I think it is helpful, as Weinstein and Kory do at the start of this video, to view this in terms of a contrast between the now-favoured Big Data, which lends itself so well to technocracy and, increasingly, Artificial Intelligence, and the fundamentally human phenomenon of expertise gained through “personal knowledge.” This contrast invites us to recognise the difference wherever it arises, whether in the reliance on complex models run on supercomputers at the expense of professional scientific “nous,” or in the generation of pop music or TV drama by trendy young people with eyes on ratings, rather than by artists who know about life because they have lived it.
This may seem like nit-picking, but it’s nice to have any occasion to evoke Michael Polanyi: I think what you call “nous”, he calls “tacit knowledge” – the things you know without thinking about it.

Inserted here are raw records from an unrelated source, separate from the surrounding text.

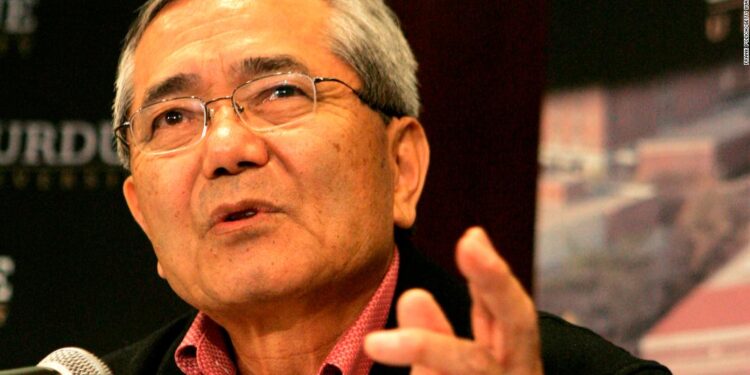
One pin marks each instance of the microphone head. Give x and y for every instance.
(74, 361)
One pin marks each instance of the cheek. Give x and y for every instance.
(164, 194)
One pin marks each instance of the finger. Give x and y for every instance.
(490, 279)
(503, 315)
(418, 309)
(426, 349)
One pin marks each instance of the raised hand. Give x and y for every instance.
(506, 336)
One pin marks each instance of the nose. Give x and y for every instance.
(230, 147)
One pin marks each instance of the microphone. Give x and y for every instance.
(65, 361)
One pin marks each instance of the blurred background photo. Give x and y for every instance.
(643, 209)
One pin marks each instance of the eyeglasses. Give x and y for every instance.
(264, 103)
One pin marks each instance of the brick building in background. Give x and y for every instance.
(708, 332)
(595, 129)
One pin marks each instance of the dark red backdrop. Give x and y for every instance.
(482, 75)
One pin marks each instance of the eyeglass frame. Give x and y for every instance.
(385, 112)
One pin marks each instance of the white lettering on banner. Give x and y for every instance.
(7, 267)
(72, 131)
(17, 16)
(40, 143)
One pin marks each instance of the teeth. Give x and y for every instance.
(241, 215)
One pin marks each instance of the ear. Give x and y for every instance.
(410, 155)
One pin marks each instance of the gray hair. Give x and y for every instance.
(364, 33)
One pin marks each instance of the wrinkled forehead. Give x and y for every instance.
(198, 37)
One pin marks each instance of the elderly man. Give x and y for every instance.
(276, 161)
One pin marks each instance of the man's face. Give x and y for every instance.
(319, 194)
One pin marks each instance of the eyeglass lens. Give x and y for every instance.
(261, 104)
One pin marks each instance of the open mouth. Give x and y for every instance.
(240, 215)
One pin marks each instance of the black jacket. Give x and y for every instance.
(566, 349)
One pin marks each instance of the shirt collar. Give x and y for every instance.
(205, 348)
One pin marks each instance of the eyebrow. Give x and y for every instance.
(170, 87)
(246, 69)
(255, 66)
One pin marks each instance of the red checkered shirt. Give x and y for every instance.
(204, 349)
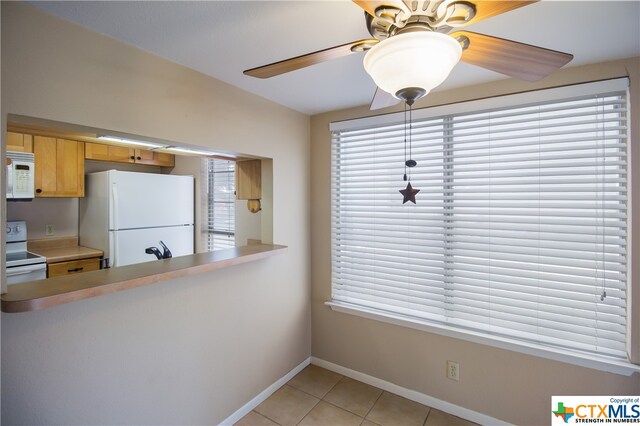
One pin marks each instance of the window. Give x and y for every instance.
(520, 228)
(220, 204)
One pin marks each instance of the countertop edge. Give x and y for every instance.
(34, 296)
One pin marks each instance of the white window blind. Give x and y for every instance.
(520, 226)
(221, 204)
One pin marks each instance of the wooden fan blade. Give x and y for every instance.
(488, 8)
(304, 61)
(382, 99)
(519, 60)
(371, 6)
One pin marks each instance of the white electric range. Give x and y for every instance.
(21, 264)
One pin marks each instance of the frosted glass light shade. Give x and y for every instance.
(421, 59)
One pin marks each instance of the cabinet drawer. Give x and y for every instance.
(73, 267)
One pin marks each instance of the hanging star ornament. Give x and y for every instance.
(409, 193)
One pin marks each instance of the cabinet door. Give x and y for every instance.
(59, 167)
(70, 168)
(249, 180)
(153, 158)
(19, 142)
(102, 152)
(45, 178)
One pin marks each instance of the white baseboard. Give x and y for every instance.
(427, 400)
(246, 408)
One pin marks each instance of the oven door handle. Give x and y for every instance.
(27, 269)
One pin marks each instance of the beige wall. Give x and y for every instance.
(510, 386)
(188, 351)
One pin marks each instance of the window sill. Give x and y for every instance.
(42, 294)
(566, 356)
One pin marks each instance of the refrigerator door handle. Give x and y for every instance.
(114, 205)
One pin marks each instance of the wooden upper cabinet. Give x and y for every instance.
(249, 180)
(19, 142)
(59, 167)
(102, 152)
(123, 154)
(153, 158)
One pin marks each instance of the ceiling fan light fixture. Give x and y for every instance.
(421, 59)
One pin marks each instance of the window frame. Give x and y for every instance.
(587, 360)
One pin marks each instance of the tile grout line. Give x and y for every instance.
(374, 403)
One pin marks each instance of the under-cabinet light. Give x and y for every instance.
(190, 151)
(132, 142)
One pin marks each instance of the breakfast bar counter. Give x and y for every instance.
(42, 294)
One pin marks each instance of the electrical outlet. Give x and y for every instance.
(453, 370)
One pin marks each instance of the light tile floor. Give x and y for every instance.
(321, 397)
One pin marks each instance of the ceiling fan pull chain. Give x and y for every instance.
(405, 143)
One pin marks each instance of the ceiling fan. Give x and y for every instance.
(415, 45)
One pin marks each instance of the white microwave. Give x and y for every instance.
(20, 176)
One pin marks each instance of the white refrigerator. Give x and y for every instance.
(124, 213)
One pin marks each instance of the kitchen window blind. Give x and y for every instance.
(520, 226)
(221, 204)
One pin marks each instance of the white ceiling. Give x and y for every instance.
(223, 38)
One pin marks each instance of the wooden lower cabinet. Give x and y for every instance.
(73, 267)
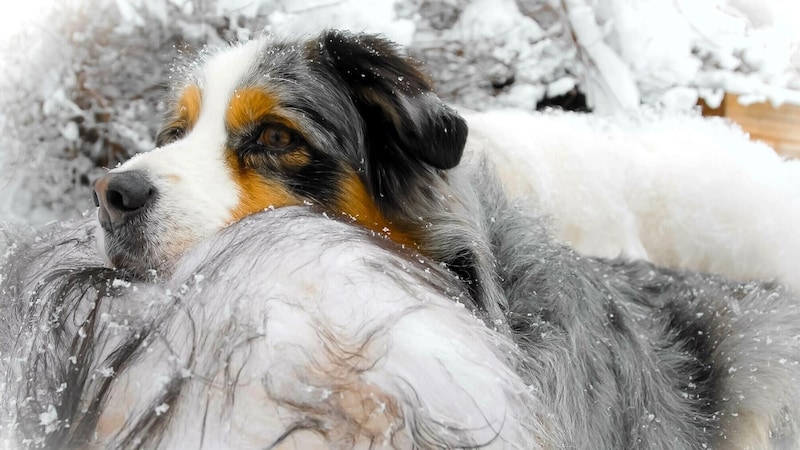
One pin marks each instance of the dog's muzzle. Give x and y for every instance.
(121, 196)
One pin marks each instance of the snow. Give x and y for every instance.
(81, 103)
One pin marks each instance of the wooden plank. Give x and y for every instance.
(777, 127)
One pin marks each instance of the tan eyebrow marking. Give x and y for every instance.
(249, 106)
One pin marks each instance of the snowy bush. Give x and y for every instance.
(82, 92)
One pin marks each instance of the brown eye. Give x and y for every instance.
(275, 138)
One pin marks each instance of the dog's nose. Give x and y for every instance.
(121, 194)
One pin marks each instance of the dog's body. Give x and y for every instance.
(682, 192)
(576, 352)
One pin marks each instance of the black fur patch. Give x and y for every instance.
(410, 133)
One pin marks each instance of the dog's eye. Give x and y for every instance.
(169, 135)
(276, 137)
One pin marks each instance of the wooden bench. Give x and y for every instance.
(779, 127)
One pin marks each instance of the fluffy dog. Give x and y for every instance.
(576, 352)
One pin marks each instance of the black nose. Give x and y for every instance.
(120, 194)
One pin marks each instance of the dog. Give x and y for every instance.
(329, 339)
(587, 352)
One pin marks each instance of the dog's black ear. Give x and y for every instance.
(406, 122)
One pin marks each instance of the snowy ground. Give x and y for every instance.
(82, 84)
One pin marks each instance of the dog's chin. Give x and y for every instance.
(139, 260)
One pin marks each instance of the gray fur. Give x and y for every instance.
(616, 354)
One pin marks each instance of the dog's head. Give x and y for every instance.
(342, 121)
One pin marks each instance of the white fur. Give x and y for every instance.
(426, 347)
(196, 190)
(682, 192)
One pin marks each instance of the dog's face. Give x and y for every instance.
(341, 121)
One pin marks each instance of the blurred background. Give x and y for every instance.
(82, 81)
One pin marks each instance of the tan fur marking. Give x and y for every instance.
(358, 204)
(250, 106)
(256, 193)
(744, 431)
(296, 159)
(189, 105)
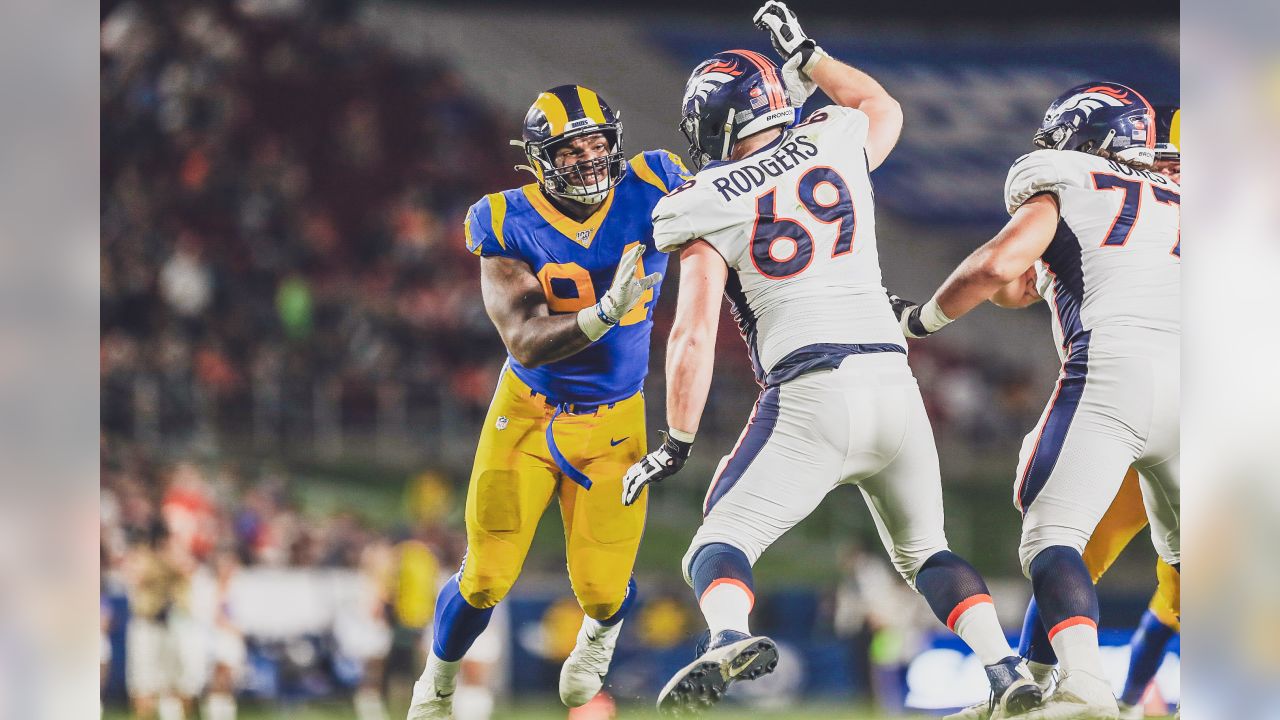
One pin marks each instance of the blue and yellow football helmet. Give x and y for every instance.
(558, 115)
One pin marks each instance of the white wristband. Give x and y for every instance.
(680, 434)
(932, 317)
(592, 324)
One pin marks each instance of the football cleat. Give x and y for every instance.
(430, 703)
(1013, 693)
(584, 670)
(730, 656)
(1079, 696)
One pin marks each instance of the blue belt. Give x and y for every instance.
(557, 456)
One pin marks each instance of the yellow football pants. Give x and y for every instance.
(513, 481)
(1124, 519)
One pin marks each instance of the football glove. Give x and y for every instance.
(785, 33)
(656, 466)
(621, 297)
(917, 322)
(799, 51)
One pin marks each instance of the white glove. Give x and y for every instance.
(662, 463)
(799, 51)
(621, 297)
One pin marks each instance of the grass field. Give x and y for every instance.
(548, 711)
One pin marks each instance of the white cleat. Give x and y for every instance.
(433, 692)
(1079, 696)
(584, 670)
(428, 703)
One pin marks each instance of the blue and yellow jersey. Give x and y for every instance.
(575, 264)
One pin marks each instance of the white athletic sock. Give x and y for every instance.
(1075, 641)
(1041, 673)
(440, 674)
(595, 629)
(726, 605)
(979, 628)
(220, 706)
(369, 705)
(472, 702)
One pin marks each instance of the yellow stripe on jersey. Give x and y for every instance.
(640, 167)
(557, 115)
(498, 213)
(466, 233)
(590, 104)
(581, 233)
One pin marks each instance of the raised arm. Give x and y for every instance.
(808, 64)
(691, 346)
(690, 360)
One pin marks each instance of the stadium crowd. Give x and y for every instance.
(282, 223)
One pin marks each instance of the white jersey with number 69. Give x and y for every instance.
(1116, 258)
(795, 223)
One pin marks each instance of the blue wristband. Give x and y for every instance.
(606, 319)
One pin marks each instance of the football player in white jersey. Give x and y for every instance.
(1096, 233)
(781, 220)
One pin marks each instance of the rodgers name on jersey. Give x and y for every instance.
(1116, 256)
(795, 224)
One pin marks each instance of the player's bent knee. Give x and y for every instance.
(1034, 543)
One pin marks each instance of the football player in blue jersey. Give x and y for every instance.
(570, 276)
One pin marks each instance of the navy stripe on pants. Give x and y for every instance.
(759, 428)
(1048, 445)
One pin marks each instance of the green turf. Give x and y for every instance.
(552, 711)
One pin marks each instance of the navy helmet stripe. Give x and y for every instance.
(1048, 445)
(745, 320)
(758, 432)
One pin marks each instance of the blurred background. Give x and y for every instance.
(295, 358)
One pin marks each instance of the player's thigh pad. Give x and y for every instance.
(786, 460)
(512, 481)
(1073, 463)
(904, 493)
(602, 536)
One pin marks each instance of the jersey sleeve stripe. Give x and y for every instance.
(498, 214)
(590, 104)
(640, 167)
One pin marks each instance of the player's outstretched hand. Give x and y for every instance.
(908, 313)
(784, 28)
(799, 51)
(626, 288)
(662, 463)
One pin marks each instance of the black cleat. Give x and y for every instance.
(730, 656)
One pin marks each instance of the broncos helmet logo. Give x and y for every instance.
(1088, 101)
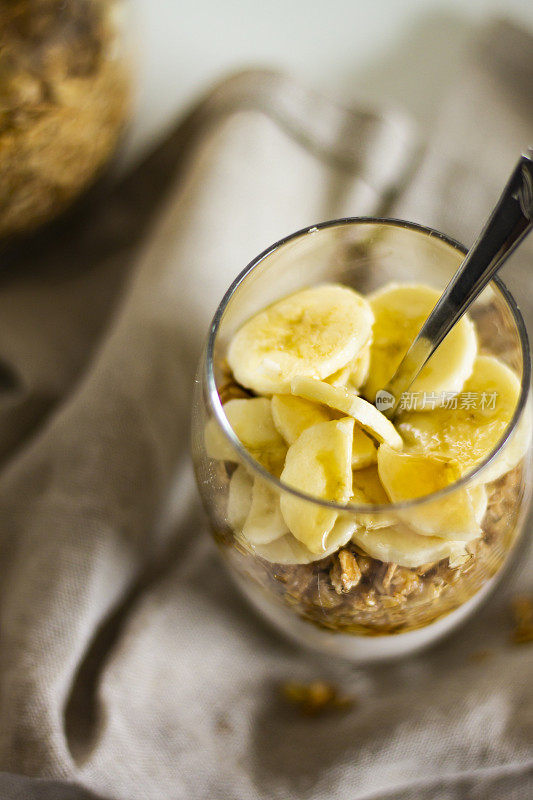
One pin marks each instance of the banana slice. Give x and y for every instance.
(251, 419)
(400, 545)
(360, 367)
(471, 431)
(407, 476)
(364, 451)
(264, 523)
(480, 500)
(239, 498)
(355, 373)
(373, 421)
(399, 311)
(292, 415)
(314, 332)
(319, 463)
(368, 489)
(289, 550)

His “personal knowledge” is more the expression of a mission statement (in my recalling, and very limited understanding): “yes, knowing is subjective, buy I believe in a real objective reality and I’m doing my darnedest to approach it”.
Quite probably, Ben – I read him a long time ago. Either way, the knowledge of experience is every bit as objective as that known formally.
I was going to add, as an aside, that the same thing is true of theological knowledge. After decades of being immersed in the Bible, theological ideas that are new to one tend either to fit easily into the framework, or else raise alarm bells straight away, without necessarily knowing why.
One thing that interests me is to what extent one can gain tacit knowledge/nous of a system that is entirely untrue. Does a mediaeval physician know from experience that somebody is strong on the choleric humour, deficient in bile, and pretty much normal in the others?
I see that the video has been removed.
It’s a bit like waiting for the bombers to return in WW2, isn’t it? You know that half the guys you were talking to over breakfast won’t be heard of again.
Or perhaps more like “the disappeared” in Communist countries – at least the Germans admitted shooting down Lancasters and Flying Fortresses, whereas YouTube acts as if they never existed.